A resposta é não. E até para analistas insuspeitos de simpatias petistas, como o professor da FGV, ex-secretário da Fazenda de Mário Covas, Ioshiaki Nakano.

Trecho de seu artigo desta 3ª feira no jornal Valor:

"os especuladores financeiros, que tinham lucros fantásticos com simples arbitragem de juros, perderam 5,25 pontos da sua remuneração. Perderam mais, pois com o Banco Central administrando a taxa de câmbio e a Fazenda buscando a equalização da taxa de juros interna com a internacional por meio do IOF, a possibilidade de apreciação da taxa de câmbio, pela simples ação dos especuladores, desapareceu e, com isso, os ganhos acima do juros".

A 'expressão lucros fantásticos' não é ornamental aqui.
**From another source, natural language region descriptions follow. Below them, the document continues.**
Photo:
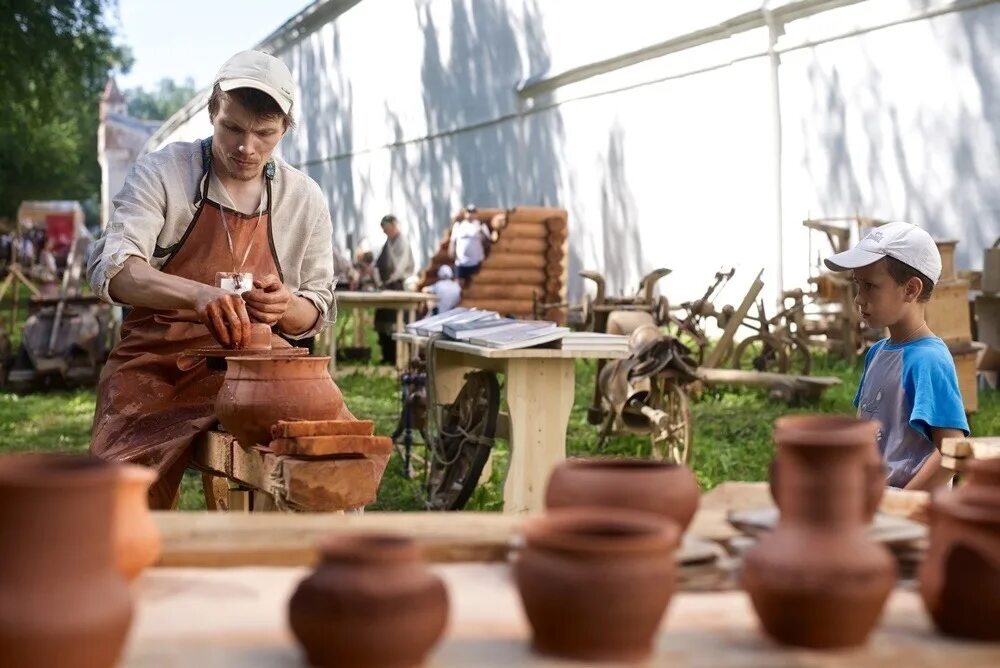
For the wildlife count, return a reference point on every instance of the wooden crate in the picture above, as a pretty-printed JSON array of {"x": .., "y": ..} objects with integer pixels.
[
  {"x": 947, "y": 251},
  {"x": 948, "y": 312},
  {"x": 965, "y": 367}
]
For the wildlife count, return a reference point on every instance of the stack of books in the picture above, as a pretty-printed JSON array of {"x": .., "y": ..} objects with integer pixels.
[{"x": 611, "y": 343}]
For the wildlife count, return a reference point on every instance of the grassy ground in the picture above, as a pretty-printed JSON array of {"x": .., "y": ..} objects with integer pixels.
[{"x": 732, "y": 433}]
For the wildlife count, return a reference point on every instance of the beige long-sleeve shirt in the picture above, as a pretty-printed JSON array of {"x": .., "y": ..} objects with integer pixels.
[{"x": 157, "y": 203}]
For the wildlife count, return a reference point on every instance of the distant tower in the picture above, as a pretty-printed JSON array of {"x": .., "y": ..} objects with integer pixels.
[{"x": 120, "y": 139}]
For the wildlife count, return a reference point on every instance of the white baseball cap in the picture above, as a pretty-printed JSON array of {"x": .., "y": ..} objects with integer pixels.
[
  {"x": 905, "y": 242},
  {"x": 256, "y": 69}
]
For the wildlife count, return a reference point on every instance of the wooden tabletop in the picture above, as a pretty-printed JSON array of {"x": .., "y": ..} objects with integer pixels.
[
  {"x": 517, "y": 353},
  {"x": 214, "y": 618}
]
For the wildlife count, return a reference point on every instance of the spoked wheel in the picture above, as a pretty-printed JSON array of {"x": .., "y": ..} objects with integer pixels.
[
  {"x": 799, "y": 357},
  {"x": 673, "y": 443},
  {"x": 761, "y": 353},
  {"x": 460, "y": 451}
]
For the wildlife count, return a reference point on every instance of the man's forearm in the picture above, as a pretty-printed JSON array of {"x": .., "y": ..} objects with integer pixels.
[
  {"x": 300, "y": 317},
  {"x": 138, "y": 284}
]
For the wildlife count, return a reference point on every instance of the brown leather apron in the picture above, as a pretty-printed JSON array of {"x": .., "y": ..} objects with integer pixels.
[{"x": 149, "y": 411}]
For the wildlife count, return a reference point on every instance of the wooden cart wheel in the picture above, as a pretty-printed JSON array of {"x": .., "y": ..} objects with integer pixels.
[
  {"x": 673, "y": 444},
  {"x": 459, "y": 452},
  {"x": 799, "y": 357},
  {"x": 761, "y": 352}
]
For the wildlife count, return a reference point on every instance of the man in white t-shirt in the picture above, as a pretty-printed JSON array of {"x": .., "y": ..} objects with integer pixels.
[
  {"x": 469, "y": 240},
  {"x": 446, "y": 289}
]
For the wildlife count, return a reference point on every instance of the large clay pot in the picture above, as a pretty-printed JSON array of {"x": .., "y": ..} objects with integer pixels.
[
  {"x": 259, "y": 391},
  {"x": 137, "y": 540},
  {"x": 638, "y": 484},
  {"x": 816, "y": 580},
  {"x": 596, "y": 583},
  {"x": 370, "y": 603},
  {"x": 62, "y": 603},
  {"x": 960, "y": 576}
]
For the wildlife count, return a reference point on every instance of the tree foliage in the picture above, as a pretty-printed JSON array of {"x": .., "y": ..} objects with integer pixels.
[
  {"x": 160, "y": 103},
  {"x": 55, "y": 58}
]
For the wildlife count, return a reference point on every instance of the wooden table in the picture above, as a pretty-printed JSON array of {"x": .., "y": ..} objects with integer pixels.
[
  {"x": 397, "y": 300},
  {"x": 540, "y": 388}
]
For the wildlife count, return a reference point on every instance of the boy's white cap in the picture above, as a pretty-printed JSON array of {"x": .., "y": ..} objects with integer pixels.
[
  {"x": 256, "y": 69},
  {"x": 905, "y": 242}
]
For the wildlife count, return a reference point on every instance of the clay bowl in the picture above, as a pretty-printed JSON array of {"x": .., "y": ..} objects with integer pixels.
[
  {"x": 260, "y": 390},
  {"x": 137, "y": 540},
  {"x": 370, "y": 603},
  {"x": 595, "y": 583},
  {"x": 666, "y": 489}
]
Estamos falando de uma longa sangria de bilhões de dólares embolsados automaticamente nos últimos anos, apenas com um giro do dinheiro barato tomado lá fora e aplicado a juros siderais no mercado brasileiro de títulos públicos, sobretudo.

As perdas e danos geradas pela mudança na regra da jogatina justificam a advertência embutida no arremate do economista:" Reverter as expectativas de longo prazo e mudar as 'convenções' não é tarefa fácil".

Mais que uma tarefa difícil, é preciso repetir à exaustão,ela requer uma relação de forças correspondente.

Para não desaguar em tragédia ou golpe, como tantas vezes na história, essa relação precisa ser construída com passadas largas, hoje maiores que as requeridas ontem.

Sem ela, a transição econômica buscada pelo governo Dilma não ocorrerá.

À esquerda e aos movimentos sociais cabe sacudir a letargia burocrática e refletir sobre o desconcertante esquerdismo do PCB nos anos 50. Enquanto os comunistas lutavam a batalha do dia anterior contra Vargas, o golpe estava escrito nas ruas, nas manchetes, nos discursos, nos astros, nos despachos e nas bulas.

Mas a governo petista cabe igualmente despir-se da esquizofrênica receita de ativismo econômico, de um lado, e alucinado menosprezo ao engajamento político de aliados, do outro.

Vargas que a vulgaridade conservadora reduziu a mero estancieiro gaúcho empurrado pelas circunstâncias; até ele - se quiserem assim - pressentiu onde estava o coração da disputa pela sua sorte e o destino do seu governo.

Eleito em 3 de outubro de 1950, logo em seguida incentivou Samuel Wainer, que conhecera como repórter dos “Diários Associados”, de Assis Chateaubriand, a criar um poderoso aparato de imprensa diária.

Queria pressa. Pediu a Wainer um antídoto ao que antevia, premonitoriamente, como 'um pacto de silêncio' da grande mídia contra seu governo, que dele "só trataria para denegrir".

A história não se repete. Mas 60 anos depois, Dilma --e o PT-- não tem mais o direito de ignorar as suas lições.